La scoperta del bosone di Higgs: una nuova visione dell’Universo e una riscoperta fragilità

Prof. Tonelli, lei ha guidato l'esperimento CMS al CERN di Ginevra che ha portato alla scoperta del Bosone di Higgs nel 2011 e all'assegnazione del Nobel per la Fisica a Peter Higgs e François Englert nel 2013. Qual è stato il momento più emozionante che ha segnato questa scoperta?

Tutti ricorderanno il 4 luglio 2012, il giorno dell’annuncio ufficiale, ma noi che l'abbiamo vissuto ricordiamo con trepidazione soprattutto i mesi precedenti, quando siamo stati travolti da un'altalena di emozioni. Un giorno eravamo sicuri che il segnale della nuova particella fosse davvero davanti ai nostri occhi, il giorno successivo tutto sembrava svanito. È la parte più bella di ogni scoperta scientifica: da un lato vorresti rompere gli indugi e dire “Ce l’abbiamo fatta”, dall'altro hai il terrore che sia un falso allarme. Questo miscuglio di emozioni, di momenti di entusiasmo alternati a periodi di paura o di depressione è un’esperienza indimenticabile.

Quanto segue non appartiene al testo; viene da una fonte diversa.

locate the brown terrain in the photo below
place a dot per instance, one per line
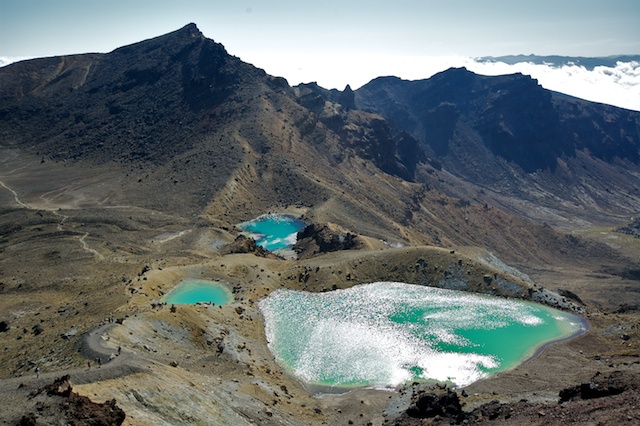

Ho lavorato all’esperimento per più di vent’anni e ricordo perfettamente il giorno in cui ho avuto la certezza che fosse proprio lui, il bosone di Higgs. Lo ricordo bene perché era il giorno del mio compleanno, l'8 novembre 2011. Quel giorno due gruppi di ricercatori mi segnalarono separatamente, a distanza di poche ore, lo stesso eccesso di eventi a 125 GeV [Giga elettronVolt. L'elettronVolt (eV) è un'unità di misura dell'energia molto utilizzata in fisica nucleare e delle particelle, N.d.R.], nell’intervallo di massa più interessante per l’osservazione il bosone di Higgs.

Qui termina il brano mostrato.